Po wielu godzinach dobrej zabawy odwiedzający na pewno chcieliby szybko wrócić do swoich domów. Mówimy o nocy z niedzieli na poniedziałek i perspektywie wczesnej pobudki do pracy na początku tygodnia. Chyba nikt w tej sytuacji nie chciał wyczekiwać długo na przystanku na autobus. Niestety po ostatnim dźwięku z głównej sceny uczestnicy zabawy zostali trochę pozostawieni sami sobie. Jedna linia uruchomiona specjalnie dla wracających do domów? Na tyle tysięcy odwiedzających? Na tyle możliwych kierunków powrotu? A wystarczyło przedłużyć o godzinę kursowanie pobliskich tramwajów i wykazać trochę więcej empatii w stosunku do setek uczestników festiwalu. Chyba każdemu o północy zależało już, by wszyscy szybko rozeszli się do domów.

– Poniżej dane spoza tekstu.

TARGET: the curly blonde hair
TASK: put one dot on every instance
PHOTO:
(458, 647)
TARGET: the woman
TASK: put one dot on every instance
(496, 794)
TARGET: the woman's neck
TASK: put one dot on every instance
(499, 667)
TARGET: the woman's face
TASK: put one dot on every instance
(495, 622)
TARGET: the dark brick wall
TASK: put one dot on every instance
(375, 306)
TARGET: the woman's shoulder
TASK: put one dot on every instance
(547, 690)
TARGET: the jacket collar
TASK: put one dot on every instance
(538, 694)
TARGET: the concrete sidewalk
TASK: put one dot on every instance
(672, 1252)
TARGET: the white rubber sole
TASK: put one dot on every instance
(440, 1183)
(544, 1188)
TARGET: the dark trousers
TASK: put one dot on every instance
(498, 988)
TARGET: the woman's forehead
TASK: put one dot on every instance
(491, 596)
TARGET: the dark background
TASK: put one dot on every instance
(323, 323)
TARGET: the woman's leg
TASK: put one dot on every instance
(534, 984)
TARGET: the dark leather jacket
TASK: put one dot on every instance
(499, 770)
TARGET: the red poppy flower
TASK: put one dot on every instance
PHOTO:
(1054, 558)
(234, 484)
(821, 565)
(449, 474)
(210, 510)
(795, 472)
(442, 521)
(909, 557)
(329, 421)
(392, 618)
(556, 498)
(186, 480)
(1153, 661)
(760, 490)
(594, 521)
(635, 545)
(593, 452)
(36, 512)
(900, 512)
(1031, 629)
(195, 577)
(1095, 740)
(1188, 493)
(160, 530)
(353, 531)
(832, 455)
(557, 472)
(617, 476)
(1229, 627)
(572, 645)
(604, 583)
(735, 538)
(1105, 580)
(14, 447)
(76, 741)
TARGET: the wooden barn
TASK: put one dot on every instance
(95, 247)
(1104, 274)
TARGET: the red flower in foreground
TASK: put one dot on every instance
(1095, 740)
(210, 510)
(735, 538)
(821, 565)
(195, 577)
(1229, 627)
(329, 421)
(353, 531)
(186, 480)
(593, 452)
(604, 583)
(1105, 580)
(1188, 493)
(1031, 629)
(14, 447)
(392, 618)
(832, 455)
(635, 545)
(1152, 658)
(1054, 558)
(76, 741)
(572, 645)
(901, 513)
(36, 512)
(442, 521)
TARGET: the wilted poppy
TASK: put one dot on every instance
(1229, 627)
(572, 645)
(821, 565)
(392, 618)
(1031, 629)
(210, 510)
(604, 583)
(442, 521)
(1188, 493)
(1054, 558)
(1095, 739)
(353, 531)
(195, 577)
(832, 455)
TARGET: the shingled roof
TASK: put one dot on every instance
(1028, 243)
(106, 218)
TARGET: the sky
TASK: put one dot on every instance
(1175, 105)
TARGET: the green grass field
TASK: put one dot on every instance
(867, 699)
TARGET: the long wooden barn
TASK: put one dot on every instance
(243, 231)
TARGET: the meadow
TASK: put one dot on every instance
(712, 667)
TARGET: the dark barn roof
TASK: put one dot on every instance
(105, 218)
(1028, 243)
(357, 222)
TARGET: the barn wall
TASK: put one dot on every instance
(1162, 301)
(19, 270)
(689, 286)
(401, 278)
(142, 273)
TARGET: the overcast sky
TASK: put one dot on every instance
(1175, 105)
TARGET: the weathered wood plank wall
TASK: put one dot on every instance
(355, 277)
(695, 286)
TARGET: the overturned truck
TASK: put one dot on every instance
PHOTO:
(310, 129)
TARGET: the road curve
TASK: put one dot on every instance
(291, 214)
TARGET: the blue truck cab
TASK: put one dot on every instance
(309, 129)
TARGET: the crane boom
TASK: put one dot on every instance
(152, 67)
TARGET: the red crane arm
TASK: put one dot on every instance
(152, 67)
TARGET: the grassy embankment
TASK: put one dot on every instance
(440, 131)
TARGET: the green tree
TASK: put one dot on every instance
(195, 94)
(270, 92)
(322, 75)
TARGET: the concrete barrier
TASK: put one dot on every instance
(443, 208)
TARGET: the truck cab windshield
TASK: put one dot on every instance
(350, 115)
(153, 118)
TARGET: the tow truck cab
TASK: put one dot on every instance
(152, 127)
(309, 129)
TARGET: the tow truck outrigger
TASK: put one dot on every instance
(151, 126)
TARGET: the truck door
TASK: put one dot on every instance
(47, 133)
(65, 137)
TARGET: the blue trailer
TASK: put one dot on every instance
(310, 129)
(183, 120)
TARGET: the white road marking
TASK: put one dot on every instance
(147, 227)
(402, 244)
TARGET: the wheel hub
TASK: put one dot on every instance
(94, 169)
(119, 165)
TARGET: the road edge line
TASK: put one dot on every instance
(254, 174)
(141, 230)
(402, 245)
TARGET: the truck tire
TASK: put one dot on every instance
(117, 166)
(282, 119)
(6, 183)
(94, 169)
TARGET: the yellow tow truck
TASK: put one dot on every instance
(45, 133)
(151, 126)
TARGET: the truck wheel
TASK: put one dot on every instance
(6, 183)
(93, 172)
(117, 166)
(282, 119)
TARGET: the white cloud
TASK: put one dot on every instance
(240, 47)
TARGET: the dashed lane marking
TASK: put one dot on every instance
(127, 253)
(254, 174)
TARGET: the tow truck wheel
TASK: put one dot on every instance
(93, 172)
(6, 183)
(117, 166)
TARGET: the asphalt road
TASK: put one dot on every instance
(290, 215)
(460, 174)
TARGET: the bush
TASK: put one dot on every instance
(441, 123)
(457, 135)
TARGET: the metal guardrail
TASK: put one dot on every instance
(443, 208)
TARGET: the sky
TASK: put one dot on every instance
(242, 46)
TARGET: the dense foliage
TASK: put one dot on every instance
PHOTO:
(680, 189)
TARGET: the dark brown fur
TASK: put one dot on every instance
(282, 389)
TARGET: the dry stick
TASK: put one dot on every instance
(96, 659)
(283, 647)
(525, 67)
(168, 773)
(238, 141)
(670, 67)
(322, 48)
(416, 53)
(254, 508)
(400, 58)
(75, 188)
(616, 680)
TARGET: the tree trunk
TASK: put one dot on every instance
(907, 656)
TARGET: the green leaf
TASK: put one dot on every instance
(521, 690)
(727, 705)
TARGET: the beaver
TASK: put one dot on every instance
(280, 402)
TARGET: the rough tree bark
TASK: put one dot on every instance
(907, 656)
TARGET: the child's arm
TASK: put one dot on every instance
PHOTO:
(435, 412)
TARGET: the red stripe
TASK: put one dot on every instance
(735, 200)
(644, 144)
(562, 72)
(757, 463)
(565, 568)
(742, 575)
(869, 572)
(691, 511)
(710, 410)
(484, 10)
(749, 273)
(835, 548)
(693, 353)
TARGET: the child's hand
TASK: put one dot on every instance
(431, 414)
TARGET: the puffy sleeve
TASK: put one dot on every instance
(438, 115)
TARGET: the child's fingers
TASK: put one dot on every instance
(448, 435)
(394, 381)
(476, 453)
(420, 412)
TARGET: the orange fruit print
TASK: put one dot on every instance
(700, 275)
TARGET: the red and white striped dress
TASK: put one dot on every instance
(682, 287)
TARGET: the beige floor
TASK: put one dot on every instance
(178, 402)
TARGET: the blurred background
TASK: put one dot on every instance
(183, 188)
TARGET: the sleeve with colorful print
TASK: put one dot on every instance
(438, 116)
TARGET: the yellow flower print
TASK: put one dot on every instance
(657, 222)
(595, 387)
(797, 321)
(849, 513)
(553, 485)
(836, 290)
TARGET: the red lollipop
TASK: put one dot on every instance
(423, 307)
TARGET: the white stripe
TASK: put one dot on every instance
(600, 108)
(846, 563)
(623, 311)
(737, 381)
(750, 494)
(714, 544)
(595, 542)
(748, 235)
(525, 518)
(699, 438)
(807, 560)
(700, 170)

Orange Warsaw Festival 2015 na pewno zadowolił wielu fanów dobrej muzyki. Energetyczny, spektakularny  i genialny występ Muse wynagrodził liczne niedogodności i sprawił, że wielu wcześniej narzekających wracało ostatecznie do domów w dobrych humorach. Warto jednak, by organizatorzy przemyśleli niektóre kwestie i poprawili pewne dotkliwe błędy i niedociągnięcia. Szkoda, by takie święto muzyki psuły wspomniane wyżej wpadki.